A Blow to Health Plan Patients

Published on

Opinion:

The Supreme Court seems to have made the right legal judgment this week when it ruled that patients cannot sue in state courts when their managed care plans refuse to pay for treatments ordered by doctors. The nine justices’ unanimous decision, expressed in majority and concurring opinions, left no room for doubt that a federal law known as Erisa, which governs employment-based health plans, pre-empts any effort by the states to give patients the right to sue for damages.

That is bad news for patients who suffer harm because of their health plans’ refusal to pay. They can still sue in federal courts, but under Erisa, the Employee Retirement Income Security Act of 1974, they can seek only reimbursement for the benefits they were denied, not compensation or punitive damages for any additional costs or harm stemming from such denials. Ten states have passed laws giving patients the right to seek those damages in state courts, but the Supreme Court’s ruling invalidates them all.

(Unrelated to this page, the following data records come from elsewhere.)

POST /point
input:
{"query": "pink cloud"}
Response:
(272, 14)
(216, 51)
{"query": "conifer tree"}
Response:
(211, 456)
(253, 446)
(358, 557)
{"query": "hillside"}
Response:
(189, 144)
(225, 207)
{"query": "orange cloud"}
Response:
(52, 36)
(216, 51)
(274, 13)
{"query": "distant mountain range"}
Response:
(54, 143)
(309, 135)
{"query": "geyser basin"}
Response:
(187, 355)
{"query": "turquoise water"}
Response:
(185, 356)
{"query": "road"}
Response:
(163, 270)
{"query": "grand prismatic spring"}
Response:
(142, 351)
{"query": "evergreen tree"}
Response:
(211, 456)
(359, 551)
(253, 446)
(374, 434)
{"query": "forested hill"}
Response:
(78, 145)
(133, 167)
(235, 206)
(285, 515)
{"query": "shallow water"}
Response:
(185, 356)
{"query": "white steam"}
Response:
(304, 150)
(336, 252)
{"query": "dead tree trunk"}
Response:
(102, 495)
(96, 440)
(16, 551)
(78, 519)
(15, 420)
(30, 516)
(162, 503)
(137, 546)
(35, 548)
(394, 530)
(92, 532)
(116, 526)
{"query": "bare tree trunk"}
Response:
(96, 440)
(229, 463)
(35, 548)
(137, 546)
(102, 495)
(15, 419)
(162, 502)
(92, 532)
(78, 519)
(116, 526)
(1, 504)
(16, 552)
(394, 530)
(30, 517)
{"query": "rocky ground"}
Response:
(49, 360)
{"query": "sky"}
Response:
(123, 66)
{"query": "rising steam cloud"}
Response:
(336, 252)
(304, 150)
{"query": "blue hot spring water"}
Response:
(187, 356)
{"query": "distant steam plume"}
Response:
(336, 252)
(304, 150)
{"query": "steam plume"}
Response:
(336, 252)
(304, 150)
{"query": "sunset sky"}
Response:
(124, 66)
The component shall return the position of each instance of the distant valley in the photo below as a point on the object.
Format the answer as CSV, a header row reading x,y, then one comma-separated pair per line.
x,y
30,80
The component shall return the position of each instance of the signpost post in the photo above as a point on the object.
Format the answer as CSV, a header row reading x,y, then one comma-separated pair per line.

The two patients involved in the pair of Texas cases that provoked this week’s ruling had clear grievances. A woman who had a hysterectomy was discharged after a day in the hospital even though her doctor recommended a longer stay. She developed complications and was readmitted to the emergency room several days later. A man who was prescribed an expensive medicine for arthritis was forced to start with cheaper medicine that was more likely to cause intestinal bleeding, a complication that brought the patient near death. These patients surely deserved a day in court.

With the state courts now closed off to aggrieved managed care patients, the only real remedy may lie with Congress, which has deadlocked over proposals for a patients’ bill of rights for many years now. This page has long endorsed a strong patients’ rights bill that would allow managed care plans to be held accountable in state courts, as doctors already are. The issue ought to be debated in the presidential campaign.